Unfortunately, as the traditional parties of the left have themselves embraced the neoliberal orthodoxy and the postmodern left has become obsessed with cultural issues and anti-racism at the expense of economic issues, a very sizeable chunk of the working class has been duped by the new breed of authoritarian populists and put its trust in turn in their hands in hopes of a better future. This is the tragedy of the Left. For without radical political leadership for guidance and inspiration, the working class of today fails to recognize neoliberal capitalism as the problem and has been made in turn to look for scapegoats. This is what Trump has managed to do with his vicious attacks on immigrants, undoubtedly more successfully than any other authoritarian demagogue in the western world.
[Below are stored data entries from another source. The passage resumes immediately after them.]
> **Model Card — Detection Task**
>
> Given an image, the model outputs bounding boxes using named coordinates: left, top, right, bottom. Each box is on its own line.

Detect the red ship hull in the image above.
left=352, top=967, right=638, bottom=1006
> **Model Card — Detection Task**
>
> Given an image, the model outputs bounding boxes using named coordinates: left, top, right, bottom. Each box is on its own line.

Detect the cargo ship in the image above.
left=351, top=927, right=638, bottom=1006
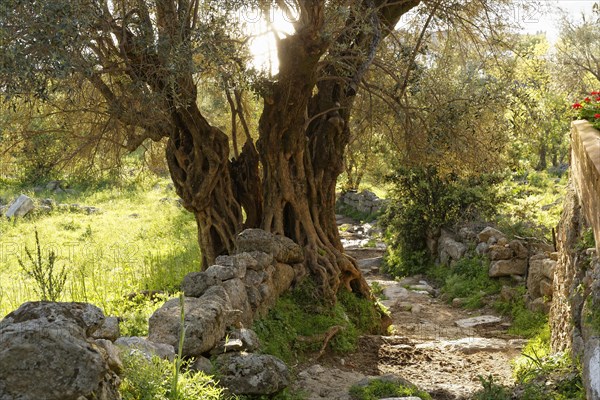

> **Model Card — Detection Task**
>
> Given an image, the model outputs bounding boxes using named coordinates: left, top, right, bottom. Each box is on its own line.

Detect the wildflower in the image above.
left=594, top=113, right=600, bottom=119
left=584, top=97, right=591, bottom=103
left=572, top=103, right=583, bottom=109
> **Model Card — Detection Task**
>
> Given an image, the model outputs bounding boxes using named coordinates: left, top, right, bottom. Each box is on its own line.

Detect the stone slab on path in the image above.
left=417, top=337, right=511, bottom=354
left=455, top=315, right=502, bottom=329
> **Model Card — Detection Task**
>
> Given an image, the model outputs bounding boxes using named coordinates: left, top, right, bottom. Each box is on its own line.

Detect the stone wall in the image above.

Like their predecessors, the new breed of authoritarian demagogues with proclivities to fascist rhetoric like Trump are homogenizing nationalists. But with the U.S. being one of the most ethnically diverse and multicultural nations in the world, Trump knew he had to expand his voter base if he were to be successful in his bid for reelection. The fact that his message got through with black, Latino and Asian voters is nothing short of amazing. It seems that the more racist Donald Trump sounds, the more voters he attracts from minority groups. Indeed, the Republican Party is now less white than ever before, and that has to be a very distressing development for the future of the Democratic Party.
What the next four years will bring from the Trump administration may be unlike anything the United States has experienced in modern times. Trump feels he has a powerful mandate, which is hard to argue against, to fulfill his campaign promises. Deportations and closing the border, drilling, pardons, tariffs, targeting journalists, and signing executive orders for schools pushing “critical race theory” and “gender identity” could be among the first promises he may try to fulfill. The restructuring of the U.S. government will take time, and it is unlikely that the second Trump administration will be as disorganized and chaotic as the first.
Progressives and radicals should prepare for what lies ahead. We do live in interesting times.